Se subió el chaleco para mirar la herida recién cicatrizada de su abdomen. Le llegó una bala mientras hacía la práctica en la sección policial de un diario sensacionalista. "Cicatriz de guerra", se dijo a sí mima frente al espejo de cuerpo entero del ropero.

La señora Juanita tenía la mesa puesta y los porotos graneados humeantes en los platos de greda, pero Eleanor Rigby bajó la escalera sin apetito, ignorando al televisor en blanco y negro del que salían las noticias de la red O'Higgins de TVN, y por alguna maldita razón el día estaba triste.

Había neblina, la playa estaba desierta, pues no se veía nada, ni siquiera a Paulina Nin dando autógrafos que nadie le pide.

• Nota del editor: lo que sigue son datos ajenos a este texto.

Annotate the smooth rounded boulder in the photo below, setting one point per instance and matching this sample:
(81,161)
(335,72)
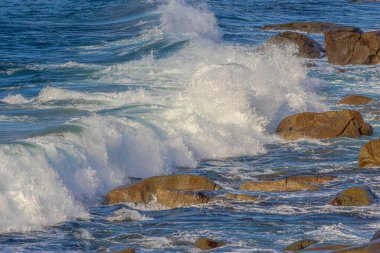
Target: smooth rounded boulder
(306,46)
(350,45)
(309,27)
(324,125)
(354,196)
(354,100)
(146,190)
(369,155)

La arena grisácea era como una mujer ultrajada; llena de botellas, bolsas plásticas, bosta de caballo, condones usados, escombros y cuanta porquería se me pueda pasar por la cabeza, al menos en ese sector donde no concurre mucha gente ni en invierno, ni en verano.

Eleanor considera que nunca debieron mudarse a Santiago, si se hubiesen quedado en San Fernando, tal vez su hermano Martín todavía estaría vivo, habría logrado sacar cuarto medio y estudiar psicología para ayudar a otros jóvenes a salir de la pasta base, seguiría tocando batería en el cuarto de atrás para no molestar a las viejas pirulas de la casa vecina, los sábados el cordel del patio se llenaría de ropa negra recién lavada, Eleanor podría escuchar a los Clash, La Polla Records o a los Sex Pistols sin sentir una pena inconsolable.

Hizo parar un auto a la salida del pueblo. Paró una camioneta llena de mujeres con niños revoltosos y hombres borrachos. A la altura de Halcones el paisaje boscoso dio paso a las viñas en ambos lados del camino, donde absolutamente todo es propiedad privada y debemos conformarnos con mirar.

Cuando la camioneta llegó a Sta Cruz, Eleanor se bajó en la calle de la Penitenciaría, curiosamente al frente de la Iglesia Adventista y hacia el norte se encuentra la casona vieja donde funciona el registro civil, todo en la misma plaza de las palmeras, donde pasó su primera infancia con Martín.

Recorrió el centro, comió hamburguesas, visitó los nuevos supermercados y los de siempre, buscó a viejos amigos, pero ya nadie vivía en el mismo lugar. Se hizo de noche y caminó por la carretera que lleva a Bucalemu. Llegó al mirador del cerro de la virgen y se sentó en un banco a mirar el cielo, sólo se ven las luces de la emergente ciudad; aparte de eso, con la oscuridad el paisaje era una gran nada.

De la boca de Eleanor salía vapor, había dos grados bajo cero y eran las doce de la noche. Repentinamente el cielo se despejó y las estrellas comenzaron a salir una a una. Recordó cuando tenía cinco años y Martín decía que le gustaban las estrellas porque eran brillantes y pensaba que algún día podría tomarlas entre sus manitas.

Una mano se posó en su hombro, era un hombre de unos 30 años, vestido de negro, se presentó como mensajero de alguien que no se olvidó de ella. Le dijo que Martín está bien, preocupado por su hermana que siempre anda tentando a la muerte. Mandaba a decir que ya llegará el día en el que se vuelvan a ver, pero que todavía no es el momento.

Al amanecer salió el sol como nunca antes lo vio Eleanor en su vida. Se devolvió a la playa a retirar sus cosas, volvió a Santiago y trabajó. Con los años se casó y formó una familia. Al menor de sus hijos le puso Martín. Es punk y toca batería.